Irreverent leader of the Sixties Yippies

Born: April 9, 1932;

Died: July 21, 2019.

IN 1958 Paul Krassner, who has died aged 87, founded the magazine, The Realist, which sought to shock and provoke Middle America. Within a decade it had a readership in excess of 100,000 and was highly influential in America’s social and cultural debate, questioning in strident terms the established opinion and notably championing the use of oral contraceptives. Later, he vehemently opposed America’s involvement in the Vietnam War.

Krassner was unashamedly setting new and controversial standards for youth and the parameters by which they should live. In 1967 he founded the Yippie movement, which formulated organised resistance to conventional thinking. He was a free-wheeling buccaneer and a leading character in the American Sixties ‘Peace and Love’ movement, declaring proudly that, “If I had one thing to tell everybody it would be, ‘Do it now.’”

A self-confessed prankster, he delighted in giving two fingers to anything he considered stuffy, ordinary and conventional, and in the grand social gesture, like nominating a pig for president, attempting to levitate the Pentagon and throwing dollar bills onto the New York Stock Exchange floor. Perhaps his most notorious stunt was an anti-war festival at the 1968 Democratic National Convention in Chicago. He conceived a scheme to put LSD into the water supply and dose all the party delegates. It did not work but his protest escalated into a bloody and violent street battle. Ironically, he was later called as a defence witness at the trial of those who had been arrested; before going into court he took a large dose of LSD and hallucinated throughout his time in the witness box.

Paul Krassner was born New York into a middle-class family. His father was a printer, his mother a Russian-born legal secretary.
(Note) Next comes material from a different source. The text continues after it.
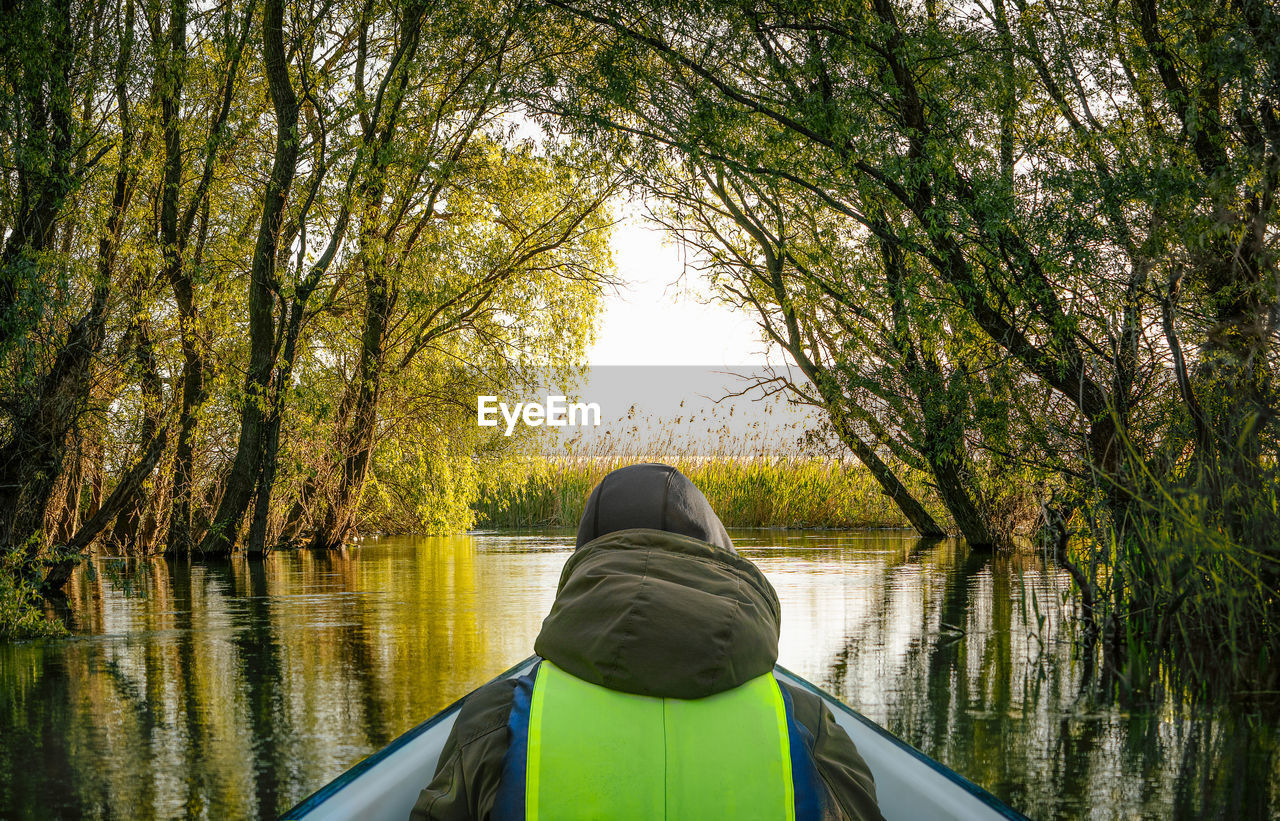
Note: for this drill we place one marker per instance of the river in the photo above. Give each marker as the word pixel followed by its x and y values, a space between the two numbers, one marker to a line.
pixel 234 689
He showed prodigious talent as a violinist and played a Vivaldi concerto at Carnegie Hall aged six. He studied journalism at college but quit to contribute articles to an underground teenage magazine, Mad.
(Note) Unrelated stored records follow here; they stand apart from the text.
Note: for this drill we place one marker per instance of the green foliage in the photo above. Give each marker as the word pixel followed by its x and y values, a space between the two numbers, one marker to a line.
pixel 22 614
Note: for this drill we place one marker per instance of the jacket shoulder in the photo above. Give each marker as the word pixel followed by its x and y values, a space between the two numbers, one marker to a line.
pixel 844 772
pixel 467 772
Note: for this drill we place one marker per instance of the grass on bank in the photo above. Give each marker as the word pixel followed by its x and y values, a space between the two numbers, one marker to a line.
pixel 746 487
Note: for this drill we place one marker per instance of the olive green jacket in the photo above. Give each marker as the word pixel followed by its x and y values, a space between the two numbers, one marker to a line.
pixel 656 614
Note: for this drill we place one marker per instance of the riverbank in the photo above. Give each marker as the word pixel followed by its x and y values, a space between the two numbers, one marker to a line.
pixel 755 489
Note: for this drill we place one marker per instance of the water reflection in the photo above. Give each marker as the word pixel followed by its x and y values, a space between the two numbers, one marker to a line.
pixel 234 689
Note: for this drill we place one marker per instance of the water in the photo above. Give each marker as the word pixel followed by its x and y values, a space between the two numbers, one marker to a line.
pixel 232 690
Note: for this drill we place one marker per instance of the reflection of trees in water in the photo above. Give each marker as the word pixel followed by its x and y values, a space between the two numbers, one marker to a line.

When he initially started The Realist it was conceived as a satirical adult equivalent of Mad and concentrated on sending-up the Washington establishment. It was extreme in its views on politics and gained a wide readership thanks to the zany cartoons and Krassner’s editorials. It also ran authoritative articles and serious interviews with leading personalities of the day. It ran a political column by Norman Mailer and articles by Woody Allen.
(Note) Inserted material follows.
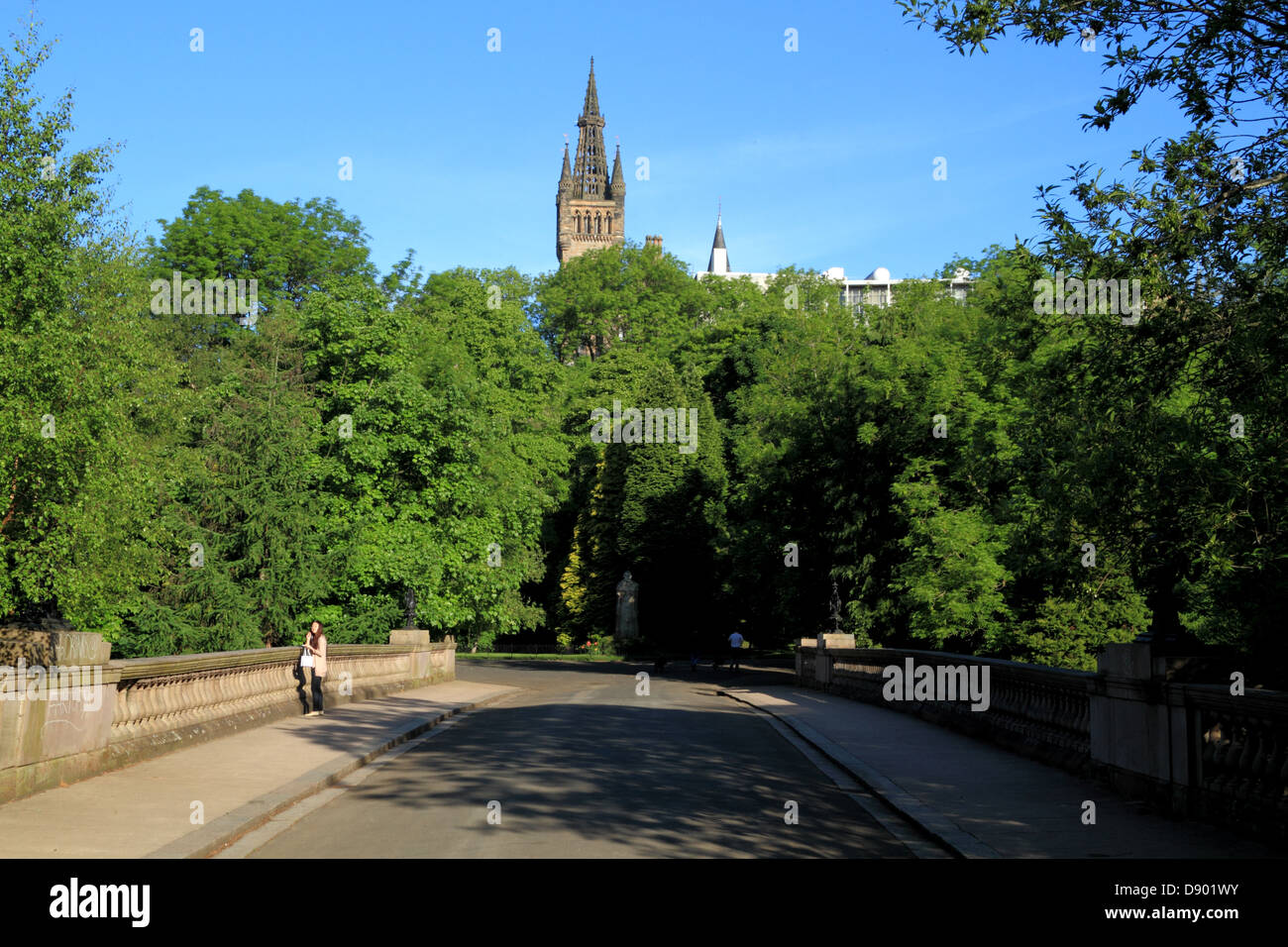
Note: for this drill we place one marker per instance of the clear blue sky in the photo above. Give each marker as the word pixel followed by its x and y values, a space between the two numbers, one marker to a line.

Krassner continued to publish the magazine until 1974 and sporadically thereafter as a newsletter. He also wrote the biography of comedian Lenny Bruce, and was the publisher of the pornographic magazine, Hustler. With typical bravado he wrote an article for High Times about the time he persuaded Groucho Marx to try LSD. He published a colourful autobiography (Confessions of a Raving, Unconfined Nut: Misadventures in the Counterculture) of which the New York Times wrote, “Krassner is an expert at ferreting out hypocrisy and absurdism from the more solemn crannies of American culture.”

In 1985 Krassner moved to California where he married the artist Nancy Cain, She and a daughter from a previous marriage survive him.